🤖 AI Summary
This work addresses the limitations of existing cross-document coreference resolution (CDCR) datasets, whose narrow definition of coreference fails to capture the lexical variation arising from diverse phrasings and ideological stances in news reporting. To overcome this, the authors propose expanding coreference chains into discourse entities (DEs), which jointly model both strict identity and near-identity relations. Guided by a unified annotation protocol, they manually re-annotate subsets of NewsWCL50 and ECB+ to reflect this broader conceptualization. The resulting dataset is the first in CDCR to systematically encode lexical diversity and discourse framing differences inherent in news contexts. Evaluation shows that the re-annotated data exhibits lexical variability intermediate between the original ECB+ and NewsWCL50, offering a balanced and discourse-aware benchmark that better supports CDCR research in the news domain.
📝 Abstract
Cross-document coreference resolution (CDCR) identifies and links mentions of the same entities and events across related documents, enabling content analysis that aggregates information at the level of discourse participants.
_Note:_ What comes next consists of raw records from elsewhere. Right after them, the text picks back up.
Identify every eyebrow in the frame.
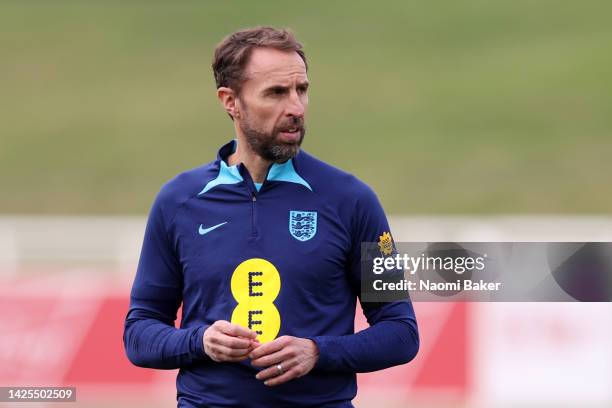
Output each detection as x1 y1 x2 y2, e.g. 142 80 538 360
262 81 309 94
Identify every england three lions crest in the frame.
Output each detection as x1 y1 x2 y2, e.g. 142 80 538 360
289 211 317 241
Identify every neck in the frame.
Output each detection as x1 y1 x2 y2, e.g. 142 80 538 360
227 137 271 183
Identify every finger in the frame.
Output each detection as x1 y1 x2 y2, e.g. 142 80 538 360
223 354 252 362
211 352 252 363
214 334 252 349
249 336 288 359
264 367 300 387
251 349 291 367
218 322 258 339
255 359 297 381
213 344 253 358
209 349 252 363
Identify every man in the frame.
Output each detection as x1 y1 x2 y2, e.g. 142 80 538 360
124 26 419 407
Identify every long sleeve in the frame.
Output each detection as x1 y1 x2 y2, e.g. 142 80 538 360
123 186 208 369
309 183 419 372
310 301 418 372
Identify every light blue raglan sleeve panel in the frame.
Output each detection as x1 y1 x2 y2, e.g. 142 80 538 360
308 180 419 373
123 183 208 369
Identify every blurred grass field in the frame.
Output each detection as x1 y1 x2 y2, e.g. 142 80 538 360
1 1 611 215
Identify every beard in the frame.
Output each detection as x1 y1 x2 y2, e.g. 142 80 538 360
239 111 306 163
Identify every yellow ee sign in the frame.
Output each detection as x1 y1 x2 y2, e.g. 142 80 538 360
230 258 281 343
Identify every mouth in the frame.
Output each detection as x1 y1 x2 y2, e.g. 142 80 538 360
278 127 302 143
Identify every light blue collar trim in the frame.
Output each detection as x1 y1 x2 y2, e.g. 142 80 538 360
268 159 312 191
198 160 243 195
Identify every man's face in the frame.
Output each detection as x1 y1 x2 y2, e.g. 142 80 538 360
235 47 309 163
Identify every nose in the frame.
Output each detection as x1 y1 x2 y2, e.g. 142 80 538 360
285 90 305 118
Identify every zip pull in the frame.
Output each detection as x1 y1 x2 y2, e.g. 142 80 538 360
252 194 257 202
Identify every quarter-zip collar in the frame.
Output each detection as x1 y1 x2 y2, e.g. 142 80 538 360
198 140 312 196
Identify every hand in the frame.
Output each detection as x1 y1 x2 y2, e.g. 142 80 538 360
249 336 319 386
203 320 260 362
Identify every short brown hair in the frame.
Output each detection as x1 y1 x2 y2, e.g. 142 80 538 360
212 26 307 93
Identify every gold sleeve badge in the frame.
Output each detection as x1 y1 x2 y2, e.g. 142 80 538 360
378 231 394 256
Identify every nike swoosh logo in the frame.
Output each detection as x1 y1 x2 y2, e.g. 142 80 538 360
198 222 227 235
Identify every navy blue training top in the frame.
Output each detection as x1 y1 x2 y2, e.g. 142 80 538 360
124 140 419 407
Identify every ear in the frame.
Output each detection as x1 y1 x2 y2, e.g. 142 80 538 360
217 87 240 120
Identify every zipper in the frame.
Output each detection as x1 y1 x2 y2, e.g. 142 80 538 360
251 193 258 237
239 163 262 238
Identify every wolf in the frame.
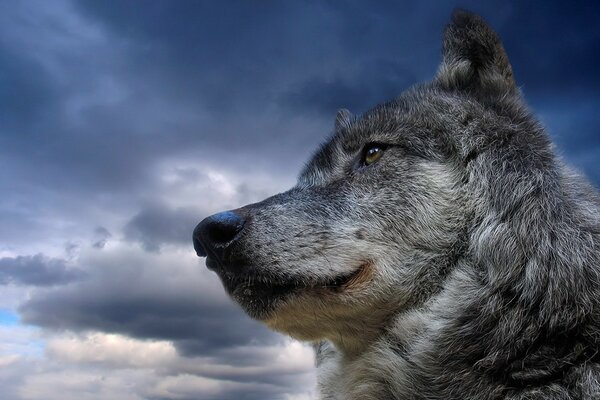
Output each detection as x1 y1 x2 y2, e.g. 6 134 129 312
193 10 600 399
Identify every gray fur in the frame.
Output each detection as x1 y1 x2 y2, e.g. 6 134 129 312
196 10 600 399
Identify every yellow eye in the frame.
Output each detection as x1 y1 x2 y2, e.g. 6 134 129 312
363 146 384 165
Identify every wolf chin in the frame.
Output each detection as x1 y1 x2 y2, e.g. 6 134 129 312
193 10 600 399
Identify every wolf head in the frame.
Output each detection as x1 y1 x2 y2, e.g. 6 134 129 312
193 11 579 349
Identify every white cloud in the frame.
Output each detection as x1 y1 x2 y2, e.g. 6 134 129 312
0 354 21 367
46 332 178 368
148 374 263 399
0 330 316 400
154 158 295 212
45 331 317 384
18 368 148 400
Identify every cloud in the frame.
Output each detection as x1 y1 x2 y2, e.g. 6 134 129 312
12 239 316 399
4 0 594 262
0 330 315 400
0 254 86 286
91 226 112 249
18 243 281 356
46 332 177 368
120 163 298 253
13 240 319 400
18 367 150 400
123 204 200 252
279 60 417 116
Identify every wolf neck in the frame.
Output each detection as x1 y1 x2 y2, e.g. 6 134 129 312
466 154 600 333
415 155 600 387
326 309 398 358
326 162 600 396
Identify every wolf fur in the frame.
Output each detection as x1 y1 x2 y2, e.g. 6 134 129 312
194 10 600 399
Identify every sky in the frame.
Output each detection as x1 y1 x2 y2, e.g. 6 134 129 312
0 1 598 399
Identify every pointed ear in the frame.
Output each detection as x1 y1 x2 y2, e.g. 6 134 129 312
436 10 516 95
334 108 353 132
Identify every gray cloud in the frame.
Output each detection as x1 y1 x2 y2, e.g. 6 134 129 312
0 254 86 287
21 290 279 357
1 0 596 252
18 247 281 358
92 226 112 249
280 59 417 116
123 204 200 252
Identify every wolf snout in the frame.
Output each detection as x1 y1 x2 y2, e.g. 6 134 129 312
192 211 245 261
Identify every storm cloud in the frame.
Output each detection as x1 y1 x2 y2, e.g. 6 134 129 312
0 0 598 399
0 255 85 286
19 245 281 356
123 204 201 252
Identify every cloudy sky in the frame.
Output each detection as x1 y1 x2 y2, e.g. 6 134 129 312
0 1 598 399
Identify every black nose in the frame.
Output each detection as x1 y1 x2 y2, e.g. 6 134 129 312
193 211 245 259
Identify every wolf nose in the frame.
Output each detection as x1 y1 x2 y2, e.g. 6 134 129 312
193 211 245 259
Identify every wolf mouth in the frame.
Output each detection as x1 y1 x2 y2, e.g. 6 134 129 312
217 261 373 301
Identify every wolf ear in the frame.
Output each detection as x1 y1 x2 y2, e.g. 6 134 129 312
436 10 516 95
335 108 353 132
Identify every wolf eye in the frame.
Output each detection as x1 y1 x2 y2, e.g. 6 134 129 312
362 145 384 166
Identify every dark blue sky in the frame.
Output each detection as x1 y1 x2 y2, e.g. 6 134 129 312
0 1 598 399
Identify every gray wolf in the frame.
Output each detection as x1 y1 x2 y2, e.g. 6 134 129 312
193 10 600 399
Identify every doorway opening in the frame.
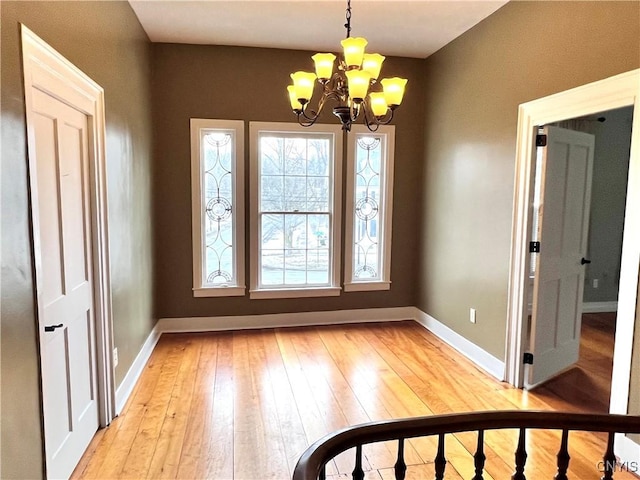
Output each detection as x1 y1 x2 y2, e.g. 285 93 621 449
504 70 639 442
523 107 633 411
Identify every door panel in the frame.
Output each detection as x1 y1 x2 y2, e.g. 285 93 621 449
32 87 99 479
528 126 595 388
35 113 65 305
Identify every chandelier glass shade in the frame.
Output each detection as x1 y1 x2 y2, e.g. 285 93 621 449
287 0 407 132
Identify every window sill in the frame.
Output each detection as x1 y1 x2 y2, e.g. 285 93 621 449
343 281 391 292
193 286 246 298
249 287 342 300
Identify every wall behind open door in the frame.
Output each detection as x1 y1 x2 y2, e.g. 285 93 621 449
1 2 154 478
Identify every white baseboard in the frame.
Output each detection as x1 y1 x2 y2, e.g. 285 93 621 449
116 306 506 412
583 301 618 313
157 306 416 333
615 433 640 471
114 308 413 413
413 308 505 381
115 324 161 414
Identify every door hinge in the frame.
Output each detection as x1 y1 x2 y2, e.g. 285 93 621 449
529 241 541 253
536 134 547 147
523 352 534 365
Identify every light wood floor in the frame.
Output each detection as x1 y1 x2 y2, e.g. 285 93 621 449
73 314 636 479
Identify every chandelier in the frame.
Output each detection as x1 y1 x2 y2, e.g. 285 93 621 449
287 0 407 132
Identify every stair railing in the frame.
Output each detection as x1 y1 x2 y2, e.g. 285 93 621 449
292 410 640 480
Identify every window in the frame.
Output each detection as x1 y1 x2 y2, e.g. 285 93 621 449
344 125 395 291
249 122 343 299
190 119 245 297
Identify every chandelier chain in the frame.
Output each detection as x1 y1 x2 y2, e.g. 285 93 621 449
344 0 352 38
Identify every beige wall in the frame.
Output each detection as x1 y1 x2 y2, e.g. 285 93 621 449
582 106 633 303
418 1 640 359
152 44 424 319
1 2 154 478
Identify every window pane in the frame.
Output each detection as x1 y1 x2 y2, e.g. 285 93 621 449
284 249 307 285
260 136 284 175
307 177 329 211
259 212 331 287
254 127 338 291
261 214 284 286
261 175 284 211
308 139 331 176
203 131 235 285
284 137 307 175
284 176 308 211
353 135 382 280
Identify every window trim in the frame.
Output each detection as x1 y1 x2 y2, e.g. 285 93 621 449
190 118 246 297
344 125 395 292
249 122 343 299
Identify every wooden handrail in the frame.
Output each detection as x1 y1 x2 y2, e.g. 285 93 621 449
292 410 640 480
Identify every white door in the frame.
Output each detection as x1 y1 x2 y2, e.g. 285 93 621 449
32 87 99 479
527 125 595 388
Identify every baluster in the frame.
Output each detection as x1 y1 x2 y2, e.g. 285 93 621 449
511 428 527 480
601 432 616 480
472 429 486 480
352 444 365 480
434 433 447 480
394 438 407 480
554 430 570 480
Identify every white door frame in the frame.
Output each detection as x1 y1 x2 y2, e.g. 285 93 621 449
505 69 640 409
21 25 116 430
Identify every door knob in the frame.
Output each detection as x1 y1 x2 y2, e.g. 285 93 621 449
580 258 591 265
44 323 64 332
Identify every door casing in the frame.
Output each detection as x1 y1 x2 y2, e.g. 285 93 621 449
505 69 640 411
21 23 115 461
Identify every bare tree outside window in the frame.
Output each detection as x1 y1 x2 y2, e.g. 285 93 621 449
258 134 333 286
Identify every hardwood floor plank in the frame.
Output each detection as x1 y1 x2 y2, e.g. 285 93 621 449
197 332 235 480
72 339 174 479
232 331 290 479
317 326 438 467
148 334 207 479
172 334 230 480
262 330 321 475
275 328 346 477
120 337 199 478
291 328 418 471
94 339 185 479
73 316 630 480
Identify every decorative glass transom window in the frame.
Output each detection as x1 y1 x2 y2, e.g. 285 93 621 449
249 122 343 299
190 119 245 297
345 125 395 291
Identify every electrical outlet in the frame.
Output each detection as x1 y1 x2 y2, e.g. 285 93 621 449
113 347 119 367
593 278 599 289
470 308 477 324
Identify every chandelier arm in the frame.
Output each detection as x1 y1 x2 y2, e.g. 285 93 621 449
299 86 345 124
378 107 395 125
361 102 381 132
299 106 321 124
360 101 396 132
297 111 319 127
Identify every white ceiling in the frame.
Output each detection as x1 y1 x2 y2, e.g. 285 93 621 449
129 0 508 59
However, existing datasets primarily focus on event resolution and employ a narrow definition of coreference, which limits their effectiveness in analyzing diverse and polarized news coverage where wording varies widely. This paper proposes a revised CDCR annotation scheme of the NewsWCL50 dataset, treating coreference chains as discourse elements (DEs) and conceptual units of analysis. The approach accommodates both identity and near-identity relations, e.g., by linking "the caravan" - "asylum seekers" - "those contemplating illegal entry", allowing models to capture lexical diversity and framing variation in media discourse, while maintaining the fine-grained annotation of DEs. We reannotate the NewsWCL50 and a subset of ECB+ using a unified codebook and evaluate the new datasets through lexical diversity metrics and a same-head-lemma baseline. The results show that the reannotated datasets align closely, falling between the original ECB+ and NewsWCL50, thereby supporting balanced and discourse-aware CDCR research in the news domain.